Astragon Development gründet ersten Betriebsrat nach 30 Jahren Firmenhistorie
Laila SchomberAstragon Development gründet ersten Betriebsrat nach 30 Jahren Firmenhistorie
Astragon Development gründet ersten Betriebsrat
Das traditionsreiche deutsche Spielestudio Astragon Development hat seinen ersten Betriebsrat gegründet. Der Schritt erfolgt nur wenige Wochen nach der Veröffentlichung von Seafarer: The Ship Sim im Early Access. Das Unternehmen, das mittlerweile zur Astragon Group gehört, reagiert damit auf einen wachsenden Branchentrend hin zu stärkerer Mitarbeitervertretung.
Das Studio, ursprünglich unter dem Namen Independent Arts bekannt, wurde im Mai 2025 von der Astragon Group übernommen.
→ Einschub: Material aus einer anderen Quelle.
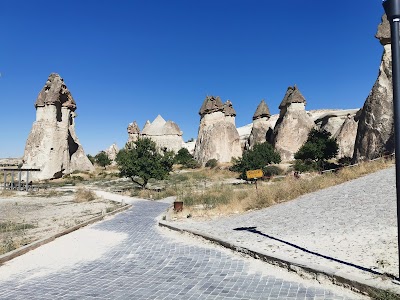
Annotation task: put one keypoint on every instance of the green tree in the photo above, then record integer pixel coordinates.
(318, 148)
(256, 158)
(184, 158)
(102, 159)
(141, 161)
(91, 158)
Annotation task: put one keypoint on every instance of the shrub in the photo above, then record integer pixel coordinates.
(319, 147)
(257, 158)
(184, 158)
(102, 159)
(141, 161)
(272, 171)
(305, 166)
(211, 163)
(84, 195)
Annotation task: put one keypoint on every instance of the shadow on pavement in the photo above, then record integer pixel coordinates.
(254, 230)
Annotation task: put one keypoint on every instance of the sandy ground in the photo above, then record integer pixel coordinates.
(40, 217)
(349, 229)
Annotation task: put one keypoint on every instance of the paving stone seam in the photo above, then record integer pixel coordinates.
(343, 281)
(25, 249)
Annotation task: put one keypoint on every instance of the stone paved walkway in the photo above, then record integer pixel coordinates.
(129, 257)
(349, 230)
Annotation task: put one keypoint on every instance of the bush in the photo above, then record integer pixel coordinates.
(184, 158)
(272, 171)
(84, 195)
(102, 159)
(257, 158)
(319, 147)
(305, 166)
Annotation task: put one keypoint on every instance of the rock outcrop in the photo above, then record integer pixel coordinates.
(294, 124)
(112, 152)
(342, 125)
(261, 125)
(133, 132)
(346, 136)
(375, 134)
(218, 137)
(166, 134)
(52, 145)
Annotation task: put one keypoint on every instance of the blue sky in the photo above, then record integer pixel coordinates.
(132, 60)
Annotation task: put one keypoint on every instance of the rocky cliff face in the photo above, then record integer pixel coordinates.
(261, 125)
(112, 152)
(342, 124)
(294, 124)
(133, 132)
(166, 135)
(375, 134)
(218, 137)
(52, 145)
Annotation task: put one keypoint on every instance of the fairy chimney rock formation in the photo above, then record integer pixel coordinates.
(218, 137)
(375, 134)
(52, 145)
(166, 134)
(112, 152)
(294, 124)
(346, 136)
(261, 125)
(133, 132)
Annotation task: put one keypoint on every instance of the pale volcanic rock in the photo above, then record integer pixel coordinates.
(375, 134)
(112, 152)
(294, 124)
(52, 145)
(218, 137)
(261, 125)
(166, 134)
(346, 136)
(133, 132)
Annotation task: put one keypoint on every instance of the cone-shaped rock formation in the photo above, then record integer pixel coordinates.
(375, 134)
(52, 145)
(218, 137)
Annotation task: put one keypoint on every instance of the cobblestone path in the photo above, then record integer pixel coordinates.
(148, 264)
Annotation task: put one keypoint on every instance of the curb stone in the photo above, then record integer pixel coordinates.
(24, 249)
(304, 270)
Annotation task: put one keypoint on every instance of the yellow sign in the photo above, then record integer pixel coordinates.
(254, 174)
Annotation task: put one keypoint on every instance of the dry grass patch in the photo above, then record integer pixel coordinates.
(227, 199)
(7, 193)
(84, 195)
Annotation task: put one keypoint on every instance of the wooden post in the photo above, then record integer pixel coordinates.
(12, 180)
(27, 180)
(19, 180)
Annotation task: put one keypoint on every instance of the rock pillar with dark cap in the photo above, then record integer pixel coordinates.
(375, 134)
(218, 137)
(52, 144)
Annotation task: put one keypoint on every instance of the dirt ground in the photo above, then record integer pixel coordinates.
(25, 218)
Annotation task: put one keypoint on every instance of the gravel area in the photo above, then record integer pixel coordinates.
(345, 228)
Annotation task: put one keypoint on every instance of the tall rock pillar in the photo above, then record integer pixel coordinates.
(52, 145)
(375, 133)
(218, 137)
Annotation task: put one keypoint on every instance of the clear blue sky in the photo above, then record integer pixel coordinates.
(131, 60)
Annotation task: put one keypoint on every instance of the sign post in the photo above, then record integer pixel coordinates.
(392, 9)
(254, 174)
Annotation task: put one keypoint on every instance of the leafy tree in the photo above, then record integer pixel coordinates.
(318, 148)
(102, 159)
(141, 161)
(211, 163)
(91, 158)
(184, 158)
(256, 158)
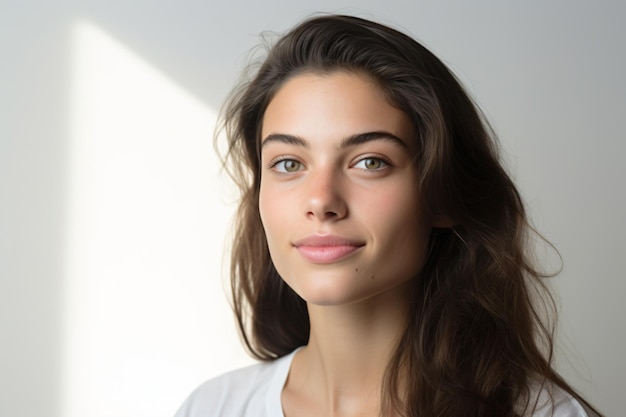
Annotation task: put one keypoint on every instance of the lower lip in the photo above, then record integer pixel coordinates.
(327, 254)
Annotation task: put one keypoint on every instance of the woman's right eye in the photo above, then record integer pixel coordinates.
(287, 165)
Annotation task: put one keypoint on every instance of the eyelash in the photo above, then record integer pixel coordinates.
(282, 160)
(383, 161)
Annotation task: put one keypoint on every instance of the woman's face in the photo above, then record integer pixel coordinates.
(338, 197)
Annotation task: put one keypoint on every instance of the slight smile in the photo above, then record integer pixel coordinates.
(326, 248)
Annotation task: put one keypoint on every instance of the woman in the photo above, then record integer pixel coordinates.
(380, 264)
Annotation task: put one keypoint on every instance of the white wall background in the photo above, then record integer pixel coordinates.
(112, 213)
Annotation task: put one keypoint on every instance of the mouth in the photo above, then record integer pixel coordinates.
(327, 248)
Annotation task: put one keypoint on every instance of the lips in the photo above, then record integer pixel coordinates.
(327, 248)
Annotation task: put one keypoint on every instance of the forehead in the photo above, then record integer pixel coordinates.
(337, 104)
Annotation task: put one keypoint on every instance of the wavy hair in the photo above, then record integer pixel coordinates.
(477, 338)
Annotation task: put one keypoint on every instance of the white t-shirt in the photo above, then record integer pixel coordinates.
(255, 391)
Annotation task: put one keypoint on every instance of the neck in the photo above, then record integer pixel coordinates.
(349, 348)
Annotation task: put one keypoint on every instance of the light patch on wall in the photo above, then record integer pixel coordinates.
(146, 315)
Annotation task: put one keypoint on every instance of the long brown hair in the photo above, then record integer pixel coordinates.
(476, 339)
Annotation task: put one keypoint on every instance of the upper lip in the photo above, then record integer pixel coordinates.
(327, 240)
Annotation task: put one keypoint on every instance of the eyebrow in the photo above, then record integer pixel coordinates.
(353, 140)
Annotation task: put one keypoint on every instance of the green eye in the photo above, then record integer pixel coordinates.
(371, 164)
(288, 165)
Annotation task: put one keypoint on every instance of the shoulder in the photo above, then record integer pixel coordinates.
(251, 391)
(553, 401)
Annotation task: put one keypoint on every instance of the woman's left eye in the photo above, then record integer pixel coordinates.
(371, 164)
Fast zwei Jahre nach der Übernahme erfolgte die Umfirmierung in Astragon Development. Der Standort blieb dabei in Hamm, Westfalen, wo das Unternehmen seit über drei Jahrzehnten ansässig ist.
Am 7. Oktober 2025 brachte das Team Seafarer: The Ship Sim über Steam für 24,99 Euro auf den Markt. Das Projekt erhielt eine Förderung in Höhe von 1,8 Millionen Euro aus dem Bundesprogramm für Games. Nach dem Release stimmten die Mitarbeiter für die Einrichtung eines dreiköpfigen Betriebsrats, der ihre Interessen vertreten soll.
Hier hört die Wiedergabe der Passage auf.